Hanton: Our generation sets path for next decade

Rick Hanton

This week we all are going back to some new classes for a new year and a new decade. 2011 begins the 202nd decade of the Common Era, and I know that you and I will help to make this new decade just as amazing as the last.

Let’s stop for a second to examine what has happened in the last decade to give us a feel for how far we might go by the year 2020:

Ten years ago, the World Trade Center in New York was attacked and much of the complex collapsed, killing 2,752 people buried in the rubble. Today, after two wars tied to the attacks and much work to battle terrorism at home and abroad, the structure of One World Trade Center, the successor to the twin towers is half-finished.

Back in 2001, Facebook — a website many students now use every day — was little more than a twinkle in Mark Zuckerberg’s eye. Today it is one of the most-visited websites on the internet, the place where 600 million users share their lives online.

In 2001, cell phones were larger, clunkier, and only the most advanced phones had limited internet access.

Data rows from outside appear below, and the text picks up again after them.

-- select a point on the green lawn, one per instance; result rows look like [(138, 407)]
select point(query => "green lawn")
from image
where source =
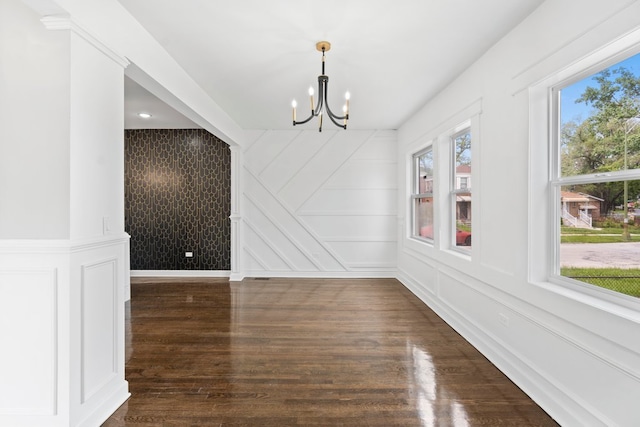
[(601, 235), (611, 230), (625, 281), (597, 238)]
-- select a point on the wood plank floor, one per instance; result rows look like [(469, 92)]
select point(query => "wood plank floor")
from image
[(287, 352)]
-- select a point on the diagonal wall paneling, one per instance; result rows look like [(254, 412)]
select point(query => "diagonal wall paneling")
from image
[(320, 202)]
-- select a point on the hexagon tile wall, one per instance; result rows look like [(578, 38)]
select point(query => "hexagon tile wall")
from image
[(177, 199)]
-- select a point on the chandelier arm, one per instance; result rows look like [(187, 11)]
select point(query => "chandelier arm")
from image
[(331, 116), (321, 93), (326, 101), (305, 120)]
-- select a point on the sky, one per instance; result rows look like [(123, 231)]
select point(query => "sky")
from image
[(571, 110)]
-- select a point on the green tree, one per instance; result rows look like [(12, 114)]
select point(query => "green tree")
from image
[(597, 144)]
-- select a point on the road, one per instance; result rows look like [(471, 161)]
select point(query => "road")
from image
[(621, 255)]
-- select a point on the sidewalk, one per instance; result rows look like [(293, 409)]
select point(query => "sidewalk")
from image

The first BlackBerry devices able to easily send and receive e-mail on the go, had only just been created and had simple green and black screens. Today, millions of people can access the entire Internet on their phone and a billion dollar industry has developed just to sell web-connected phone applications or “apps.” Five billion apps were sold in 2010 alone, compared to only 300 million in 2009; 3G phone service that was in its infancy in 2001 is now available worldwide, even at the top of Mount Everest.

Back in 2001, the International Space Station was little more than a tiny three-person apartment floating around the Earth with the early inhabitants living in a small 40-foot tube. But in 2010, 10 years and nearly 1,000 hours of careful spacewalks later, the station is the size of a football field that hosts a crew of six and is resupplied by a half-dozen spacecraft from around the world.

2001 was the year that Wikipedia was founded by Jimmy Wales and Larry Sanger as a new type of encyclopedia. Wikipedia ended the year with around 20,000 new articles added by users. Today, just the English version of Wikipedia has more than 3.5 million articles — there are more than 250 international language versions — and has spawned hundreds of other wiki-based websites.

2001 could be said to be the year that MP3s went mainstream as Apple unveiled its first iPod digital music player, holding about 1,000 songs and costing $400. Today, more than 275 million iPods have been sold; and for the same $400, you can get an iPod with 10 times more storage, a touchscreen display, two cameras and the ability to play back high definition video.

Looking back at how far we have come in only a decade shows us how far we may go in the next 10 years. Where will our society be, what problems will you solve, how much will the world change? It is all up to you and me, so keep on working hard in your classes, in your job and in your personal life.

Who knows what places we will go and what new techniques and technologies we will develop by the year 2020. I’m excited to move forward and find out.